For NHI-heavy environments, the broader identity lifecycle matters too. The Ultimate Guide to NHIs highlights how widespread secret sprawl and excessive privilege make enforcement brittle when ownership is unclear. That aligns with current guidance in NIST Cybersecurity Framework 2.0: governance must tie risk acceptance to accountable business ownership, while technical teams implement the control. These controls tend to break down when exceptions are managed informally in tickets or chat, because the approval trail no longer reflects the actual risk owner.

Common Variations and Edge Cases

Tighter SoD enforcement often increases operational friction, requiring organisations to balance fraud prevention and auditability against delivery speed and automation overhead. In low-risk processes, a compensating control may be sufficient; in high-risk workflows, the same exception should trigger stronger review or outright denial.

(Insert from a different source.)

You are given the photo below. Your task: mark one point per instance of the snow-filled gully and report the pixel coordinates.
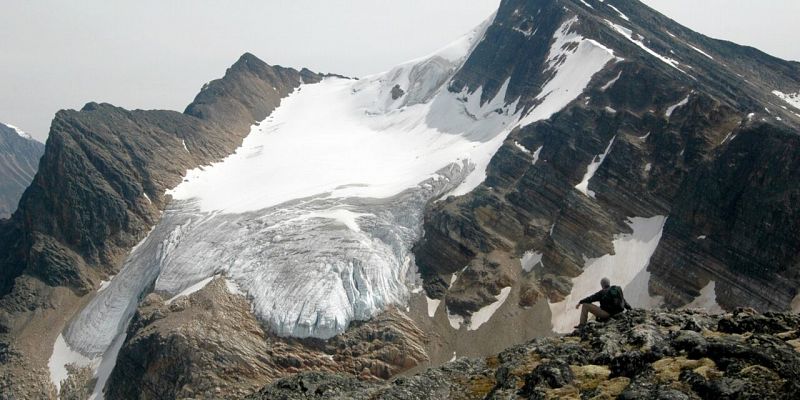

There is no universal standard for every SoD dispute, but current guidance suggests a practical pattern. If the issue concerns business impact, the business owner decides. If the issue concerns technical feasibility, security and IAM decide how to enforce the outcome. If the issue concerns residual risk after a compensating control, joint sign-off is appropriate, but the business process owner remains accountable for accepting that risk. This becomes especially important when human approvals intersect with NHIs, because service accounts can execute faster and at greater scale than people, making weak exceptions difficult to contain.

Edge cases arise in matrixed organisations, shared services, and outsourced operations. In those environments, the formal owner may be several steps removed from the team that feels the control pain. The best practice is evolving toward explicit decision records that name the risk owner, the control owner, and the review date. That keeps the exception from becoming a permanent workaround and gives auditors a clean line from policy to enforcement to accountability.

Standards & Framework Alignment

This section maps relevant standards and security frameworks to the operational risks and controls described in this guidance.

OWASP Non-Human Identity Top 10 address the attack and risk surface, while NIST CSF 2.0 and NIST AI RMF set the governance and control requirements practitioners need to meet.

Framework Control / Reference Relevance
OWASP Non-Human Identity Top 10 NHI-03 SoD disputes often expose overprivileged NHIs and weak exception handling.
NIST CSF 2.0 GV.RM-06 Risk acceptance must sit with accountable business ownership, not IT alone.
NIST AI RMF Governance requires clear ownership, accountability, and oversight for risk decisions.

Use AI RMF governance practices to define decision rights, escalation paths, and accountability for exceptions.